"Scoping" rules in mathematics

Question

I've been having a discussion with my friend about scoping rules in mathematical syntax. By scoping I mean a set of rules that define how variable and function names could be chosen so that at any given point no name used is ambiguous. As I'm a programmer, the concept of scoping feels very natural to me, so I started wondering whether there are some strict rules of such kind defined for mathematical syntax. If so, what are they?

The actual problem we've been arguing about with my friend was whether arguments of a function should be considered "global" or "local". Is the following notation correct (unambiguous)?

f(x) = x + 3; x ∈ ℝ
g(x) = 2x + 7; x ∈ ℤ

I believed it was, because x, as an argument, only has its meaning in the context of a function. My friend could not agree with that - he considered x "global" and therefore understood this snippet as some nasty and obviously incorrect attempt to double-define the domain of f and g. Do any standarized rules exist to support either claim?

Answer 1

When defining a function, we usually start by saying what the domain and range are, like $f:\mathbb{R}\to\mathbb{R}$ ($f$ is a function from $\mathbb{R}$ to $\mathbb{R}$) and $g:\mathbb{Z}\to\mathbb{Z}$ (for your example functions). However, I believe your notation is unambiguous, the only real interpretation that I can see would be that you would read this as "$f\left(x\right)=x+3$ where $x\in\mathbb{R}$."
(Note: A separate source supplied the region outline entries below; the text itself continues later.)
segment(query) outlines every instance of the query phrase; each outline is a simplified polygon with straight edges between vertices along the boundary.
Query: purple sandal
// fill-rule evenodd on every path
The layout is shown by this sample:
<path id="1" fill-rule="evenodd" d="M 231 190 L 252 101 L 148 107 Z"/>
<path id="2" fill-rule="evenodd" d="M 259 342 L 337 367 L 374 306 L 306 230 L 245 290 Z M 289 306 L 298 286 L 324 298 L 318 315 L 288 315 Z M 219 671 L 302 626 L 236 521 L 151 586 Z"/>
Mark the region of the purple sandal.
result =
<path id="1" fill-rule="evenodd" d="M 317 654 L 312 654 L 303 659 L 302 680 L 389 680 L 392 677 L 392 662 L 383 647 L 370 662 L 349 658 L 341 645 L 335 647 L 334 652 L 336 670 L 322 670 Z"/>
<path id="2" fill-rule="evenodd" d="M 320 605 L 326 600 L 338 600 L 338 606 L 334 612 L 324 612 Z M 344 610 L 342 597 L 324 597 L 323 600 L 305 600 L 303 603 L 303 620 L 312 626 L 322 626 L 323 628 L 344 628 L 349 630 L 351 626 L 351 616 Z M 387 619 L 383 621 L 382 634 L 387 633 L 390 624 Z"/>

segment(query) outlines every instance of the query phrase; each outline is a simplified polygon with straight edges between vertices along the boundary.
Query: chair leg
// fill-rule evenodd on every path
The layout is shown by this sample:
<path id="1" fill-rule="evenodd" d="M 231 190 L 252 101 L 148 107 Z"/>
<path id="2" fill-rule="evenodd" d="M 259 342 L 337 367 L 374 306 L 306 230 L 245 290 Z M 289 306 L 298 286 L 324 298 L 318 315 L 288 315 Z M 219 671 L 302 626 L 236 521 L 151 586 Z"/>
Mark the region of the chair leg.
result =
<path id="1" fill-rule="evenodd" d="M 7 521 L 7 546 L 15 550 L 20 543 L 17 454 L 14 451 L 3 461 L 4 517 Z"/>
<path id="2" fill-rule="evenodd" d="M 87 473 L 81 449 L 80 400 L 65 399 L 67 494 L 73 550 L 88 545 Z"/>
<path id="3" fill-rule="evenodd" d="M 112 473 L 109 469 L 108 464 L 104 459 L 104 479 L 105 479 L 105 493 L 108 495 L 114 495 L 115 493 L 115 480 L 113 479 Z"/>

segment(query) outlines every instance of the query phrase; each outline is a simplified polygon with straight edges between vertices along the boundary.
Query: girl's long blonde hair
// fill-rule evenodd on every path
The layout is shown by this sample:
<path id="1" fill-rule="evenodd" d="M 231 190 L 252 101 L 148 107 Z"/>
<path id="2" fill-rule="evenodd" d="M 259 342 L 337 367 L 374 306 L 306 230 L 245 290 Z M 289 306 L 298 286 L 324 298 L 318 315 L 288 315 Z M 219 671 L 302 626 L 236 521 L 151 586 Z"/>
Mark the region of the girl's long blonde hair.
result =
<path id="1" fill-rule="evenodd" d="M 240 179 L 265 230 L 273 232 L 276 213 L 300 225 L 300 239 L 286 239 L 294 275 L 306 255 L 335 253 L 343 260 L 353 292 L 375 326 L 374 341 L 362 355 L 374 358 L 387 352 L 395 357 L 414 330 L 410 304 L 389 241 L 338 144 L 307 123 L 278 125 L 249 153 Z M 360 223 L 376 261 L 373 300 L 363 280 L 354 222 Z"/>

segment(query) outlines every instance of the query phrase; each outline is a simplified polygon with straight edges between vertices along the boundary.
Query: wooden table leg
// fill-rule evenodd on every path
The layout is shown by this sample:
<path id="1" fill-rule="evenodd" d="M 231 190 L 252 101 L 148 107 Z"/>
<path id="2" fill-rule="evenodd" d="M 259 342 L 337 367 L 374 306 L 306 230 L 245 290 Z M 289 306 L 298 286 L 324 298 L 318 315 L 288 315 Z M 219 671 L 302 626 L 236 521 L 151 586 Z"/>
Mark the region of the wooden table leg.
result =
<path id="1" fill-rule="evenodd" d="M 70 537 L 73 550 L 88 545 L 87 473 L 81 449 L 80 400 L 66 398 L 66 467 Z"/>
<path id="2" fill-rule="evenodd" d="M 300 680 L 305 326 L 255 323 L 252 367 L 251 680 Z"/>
Now, it could be ambiguous as to whether you're saying that the domain is $\mathbb{R}$ or if you're just defining the part of $f$ for $x\in\mathbb{R}$ where your domain could be, say, $\mathbb{C}$. However, I think you'll find that most mathematicians wouldn't mind your syntax at all. Mathematics can be written in an ambiguous way while still being obvious in its intended interpretation, if that makes sense. If all you say when defining $f$ is "$f\left(x\right)=x+3$; $x\in\mathbb{R}$," I'm sure most would realize quickly that your intended domain is $\mathbb{R}$.

If you want to be more formal in your presentation, though, it would suffice to simply write this as "$f:\mathbb{R}\to\mathbb{R}$ where $f\left(x\right)=x+3$," and similarly for $g$.

The short answer: Your syntax works in practice for mathematicians, though your compiler/interpreter might complain if you try to program like that.

EDIT: Now I realize that the complaint by your friend might be about using $x$ twice rather than about how you know what domain you're using. Again, this is common in mathematics, and your syntax works.

Just explain to your friend in your favorite programming language why this works (I'll use C++ here):

double f(double x) { return x+3; }

int g(int x) { return 2*x+7; }

This is exactly how you're defining your functions, and g++ doesn't whine about it. You're right about this being about scope.

Answer 2

I have never seen a list of scoping rules defined for mathematical expressions. However, I'd be willing to venture the following as generally accepted:

1. An argument of a function is local to the function. That is, it is considered clear to write: $$f(x) = x^2,\; \text{ for }x \in\Bbb{R} \\ g(x) = x^4,\;x \text{ for }\in\Bbb{Z}$$
2. If one writes "Let $x$ be..." this is a "global" definition with respect to the section of text; viz, $x$ is defined that way until the end of the proof/lemma/chapter/whatever.

3. It is improper form to use a globally defined variable as an argument to a function. For example, it is poor form to write:

   Let $x=4$. And, let $g(x) = 4x^2$. (This causes confusion for the rest of the proof--to which $x$ do you refer?)

4. Rule of thumb: Try to make scoping not an issue. Trivial instances where it is clear what the author means (like in point $1$) don't matter--a human is parsing the text, not a computer. If you have to think about it for more than a second or two, try to make it clearer.